ビルボード・アルバム・チャートで5週連続1位、1973年度年間ランキング第43位、『キャッシュボックス』誌では4週連続1位を獲得し、1973年度年間ランキング47位だった。全英では最高位第8位。また、「トライ・サム・バイ・サム」は、2003年に、デヴィッド・ボウイのアルバム『リアリティ』にてカヴァーされた。

概要

ハリスンは1971年、自身が主催したチャリティー・コンサート『バングラデシュ難民救済コンサート』の準備や、自身の師匠であるラヴィ・シャンカルのドキュメンタリー映画の為のプロモーション等で、自身のレコーディングに使う時間が無かったとのこと[1]。この空白の時期を通し、ハリスンのヒンドゥー教の精神性、クリシュナの意識の傾倒が更なる高さに到達したとされている[2]

1972年8月、ドキュメンタリー映画『コンサート・フォー・バングラデシュ』が全世界で公開。ハリスンはその後、ヨーロッパへ休暇に出かけ、一日中ハレ・クリシュナのマントラを唱えていたと後に語っている[3]。ハレ・クリシュナの信者を公表している宗教学者のジョシュア・グリーンは、このハリスンの休暇をハリソンが本アルバムを録音するための「準備」と述べている[4]

楽曲

楽曲は前作のセッションで残された曲ではなく、「トライ・サム・バイ・サム」以外の楽曲は1971年から1972年にかけて作られた[5]

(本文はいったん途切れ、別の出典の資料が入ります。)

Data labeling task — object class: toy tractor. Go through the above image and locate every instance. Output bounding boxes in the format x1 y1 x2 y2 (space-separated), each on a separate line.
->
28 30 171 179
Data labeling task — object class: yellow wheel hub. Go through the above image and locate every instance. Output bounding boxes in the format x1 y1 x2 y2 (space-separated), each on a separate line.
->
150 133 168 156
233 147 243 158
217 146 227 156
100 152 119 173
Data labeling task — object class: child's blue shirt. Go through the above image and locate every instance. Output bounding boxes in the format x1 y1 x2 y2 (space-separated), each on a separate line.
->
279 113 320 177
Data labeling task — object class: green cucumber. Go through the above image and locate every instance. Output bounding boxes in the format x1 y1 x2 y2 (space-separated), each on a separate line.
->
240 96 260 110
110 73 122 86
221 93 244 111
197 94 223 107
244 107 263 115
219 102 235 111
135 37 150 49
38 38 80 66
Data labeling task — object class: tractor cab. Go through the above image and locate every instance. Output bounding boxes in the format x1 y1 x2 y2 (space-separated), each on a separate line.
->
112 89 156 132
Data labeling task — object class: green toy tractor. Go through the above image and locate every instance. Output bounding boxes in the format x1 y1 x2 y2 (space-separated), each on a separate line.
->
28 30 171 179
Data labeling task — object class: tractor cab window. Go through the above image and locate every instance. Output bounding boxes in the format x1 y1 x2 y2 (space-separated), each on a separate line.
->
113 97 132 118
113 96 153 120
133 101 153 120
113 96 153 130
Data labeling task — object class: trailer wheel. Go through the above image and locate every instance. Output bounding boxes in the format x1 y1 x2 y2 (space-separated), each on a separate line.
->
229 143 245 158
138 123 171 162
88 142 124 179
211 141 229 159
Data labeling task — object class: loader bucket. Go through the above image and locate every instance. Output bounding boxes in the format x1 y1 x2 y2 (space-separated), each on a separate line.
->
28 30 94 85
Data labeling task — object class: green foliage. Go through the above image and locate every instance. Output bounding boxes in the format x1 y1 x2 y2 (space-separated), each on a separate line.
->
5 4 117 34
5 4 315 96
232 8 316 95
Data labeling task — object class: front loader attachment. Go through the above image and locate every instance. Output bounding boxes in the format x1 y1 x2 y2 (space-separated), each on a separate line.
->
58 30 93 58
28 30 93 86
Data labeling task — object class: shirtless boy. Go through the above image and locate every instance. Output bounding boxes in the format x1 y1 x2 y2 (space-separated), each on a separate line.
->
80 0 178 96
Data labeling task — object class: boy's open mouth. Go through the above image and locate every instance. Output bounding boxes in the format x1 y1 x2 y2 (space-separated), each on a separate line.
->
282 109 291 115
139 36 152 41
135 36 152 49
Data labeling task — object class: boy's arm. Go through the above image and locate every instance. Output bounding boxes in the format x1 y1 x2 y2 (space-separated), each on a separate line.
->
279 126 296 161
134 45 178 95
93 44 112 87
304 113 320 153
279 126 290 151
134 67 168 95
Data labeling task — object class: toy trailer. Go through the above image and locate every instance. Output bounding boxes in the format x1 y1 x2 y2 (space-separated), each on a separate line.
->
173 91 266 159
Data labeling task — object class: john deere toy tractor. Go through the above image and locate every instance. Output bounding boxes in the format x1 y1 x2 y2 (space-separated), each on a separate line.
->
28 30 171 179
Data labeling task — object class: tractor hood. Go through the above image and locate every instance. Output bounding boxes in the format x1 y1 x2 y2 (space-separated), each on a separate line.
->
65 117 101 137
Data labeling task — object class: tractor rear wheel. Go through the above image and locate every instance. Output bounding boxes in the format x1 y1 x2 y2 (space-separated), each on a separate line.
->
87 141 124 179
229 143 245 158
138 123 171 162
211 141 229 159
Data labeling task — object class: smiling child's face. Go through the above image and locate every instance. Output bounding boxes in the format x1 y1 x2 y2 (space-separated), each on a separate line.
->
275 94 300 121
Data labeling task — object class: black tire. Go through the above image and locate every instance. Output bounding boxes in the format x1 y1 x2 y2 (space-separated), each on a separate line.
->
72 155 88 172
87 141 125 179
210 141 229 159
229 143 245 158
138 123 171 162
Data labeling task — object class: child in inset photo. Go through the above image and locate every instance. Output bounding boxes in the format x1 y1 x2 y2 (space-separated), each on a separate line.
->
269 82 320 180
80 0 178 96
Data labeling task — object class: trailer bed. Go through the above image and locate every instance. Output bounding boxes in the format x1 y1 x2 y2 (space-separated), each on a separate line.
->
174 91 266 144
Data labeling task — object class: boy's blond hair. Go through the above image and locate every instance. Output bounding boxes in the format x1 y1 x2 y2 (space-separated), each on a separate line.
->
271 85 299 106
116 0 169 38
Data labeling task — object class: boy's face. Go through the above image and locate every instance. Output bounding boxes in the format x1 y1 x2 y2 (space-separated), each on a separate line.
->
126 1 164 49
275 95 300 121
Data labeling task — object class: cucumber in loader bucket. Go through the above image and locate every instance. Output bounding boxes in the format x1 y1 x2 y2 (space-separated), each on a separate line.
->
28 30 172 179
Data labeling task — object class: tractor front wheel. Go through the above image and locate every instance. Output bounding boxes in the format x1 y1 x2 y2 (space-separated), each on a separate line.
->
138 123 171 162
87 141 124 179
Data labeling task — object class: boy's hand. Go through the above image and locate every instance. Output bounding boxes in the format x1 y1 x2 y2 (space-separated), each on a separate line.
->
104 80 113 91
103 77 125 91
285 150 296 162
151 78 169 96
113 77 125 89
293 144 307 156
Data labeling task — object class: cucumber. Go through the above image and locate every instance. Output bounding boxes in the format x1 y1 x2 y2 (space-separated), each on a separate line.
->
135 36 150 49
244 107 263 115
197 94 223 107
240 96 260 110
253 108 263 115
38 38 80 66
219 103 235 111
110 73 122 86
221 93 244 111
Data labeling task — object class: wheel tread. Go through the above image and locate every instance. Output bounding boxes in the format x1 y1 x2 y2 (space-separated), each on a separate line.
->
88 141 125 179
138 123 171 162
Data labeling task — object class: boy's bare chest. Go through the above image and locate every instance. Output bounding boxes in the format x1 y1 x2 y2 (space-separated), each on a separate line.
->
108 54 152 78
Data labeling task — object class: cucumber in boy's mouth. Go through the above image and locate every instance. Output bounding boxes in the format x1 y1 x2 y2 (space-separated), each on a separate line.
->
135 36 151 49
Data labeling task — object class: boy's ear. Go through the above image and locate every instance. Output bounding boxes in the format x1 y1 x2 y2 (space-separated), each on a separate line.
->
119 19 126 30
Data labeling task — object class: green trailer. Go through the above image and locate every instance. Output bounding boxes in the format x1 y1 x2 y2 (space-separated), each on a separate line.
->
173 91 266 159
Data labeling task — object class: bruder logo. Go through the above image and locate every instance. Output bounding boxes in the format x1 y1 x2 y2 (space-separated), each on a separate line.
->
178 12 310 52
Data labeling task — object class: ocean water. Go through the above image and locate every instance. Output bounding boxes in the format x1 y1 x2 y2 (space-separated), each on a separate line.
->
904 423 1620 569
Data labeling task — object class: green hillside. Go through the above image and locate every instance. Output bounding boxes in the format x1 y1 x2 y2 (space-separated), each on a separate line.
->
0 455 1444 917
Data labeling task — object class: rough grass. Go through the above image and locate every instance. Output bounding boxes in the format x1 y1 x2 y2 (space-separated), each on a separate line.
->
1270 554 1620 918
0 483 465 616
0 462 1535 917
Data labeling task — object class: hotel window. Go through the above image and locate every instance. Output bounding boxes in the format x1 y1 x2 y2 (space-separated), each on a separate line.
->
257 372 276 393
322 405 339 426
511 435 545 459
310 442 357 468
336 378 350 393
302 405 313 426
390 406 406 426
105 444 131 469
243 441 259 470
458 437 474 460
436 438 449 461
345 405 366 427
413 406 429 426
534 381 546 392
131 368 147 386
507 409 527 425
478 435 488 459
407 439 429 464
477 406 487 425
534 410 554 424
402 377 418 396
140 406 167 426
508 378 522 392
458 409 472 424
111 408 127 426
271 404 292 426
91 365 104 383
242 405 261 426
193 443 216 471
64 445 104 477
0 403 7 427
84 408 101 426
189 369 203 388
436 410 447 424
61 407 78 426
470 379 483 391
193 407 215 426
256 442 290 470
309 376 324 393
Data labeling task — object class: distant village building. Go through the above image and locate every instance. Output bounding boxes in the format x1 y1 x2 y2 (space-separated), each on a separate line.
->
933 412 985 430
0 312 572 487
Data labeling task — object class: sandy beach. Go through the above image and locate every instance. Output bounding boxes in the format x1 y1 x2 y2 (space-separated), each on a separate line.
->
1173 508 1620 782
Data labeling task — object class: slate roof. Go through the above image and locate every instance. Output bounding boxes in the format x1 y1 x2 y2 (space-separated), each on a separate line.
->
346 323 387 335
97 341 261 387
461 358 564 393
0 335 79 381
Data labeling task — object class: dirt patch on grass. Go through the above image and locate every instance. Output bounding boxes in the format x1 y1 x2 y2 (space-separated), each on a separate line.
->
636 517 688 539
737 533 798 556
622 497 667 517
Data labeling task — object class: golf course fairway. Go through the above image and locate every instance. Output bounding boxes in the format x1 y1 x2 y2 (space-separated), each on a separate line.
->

また、バガヴァッド・ギーターの一節を取り入れた楽曲等、神に対する思いが綴られた楽曲が多く存在する[4]

録音

前作でプロデュースを務めていたフィル・スペクターは、本作では1曲のみのプロデュースを行っている。元々、ハリスンはスペクターをプロデューサーに迎えアルバムを制作していたが、スペクターの不安定な行動と飲酒が目立つようになり遅れが生じたため、自身でプロデュースを行うことに決定した[6]

一部では、本アルバムは1973年の1月か2月に発売、タイトルは『ザ・ライト・ザット・ハズ・ライティッド・ザ・ワールド』、ローリングストーン誌はエリック・クラプトンが共同プロデューサーを務め、1972年12月20日に発売決定すると誤報を伝えた[6]

レコーディング

レコーディング・セッションはクラウス・フォアマン によると、ハリスンの自宅スタジオであるFPSHOTで行われたが、一部はロンドンのアップル・スタジオで行われたと語っている[6]。 また、ジム・ケルトナーによると、ハリスンは本作のレコーディング中、「肉体的にピークに達していた」と述べており、禁煙し、ヒンドゥー教の数珠を付けていたと語っている[7]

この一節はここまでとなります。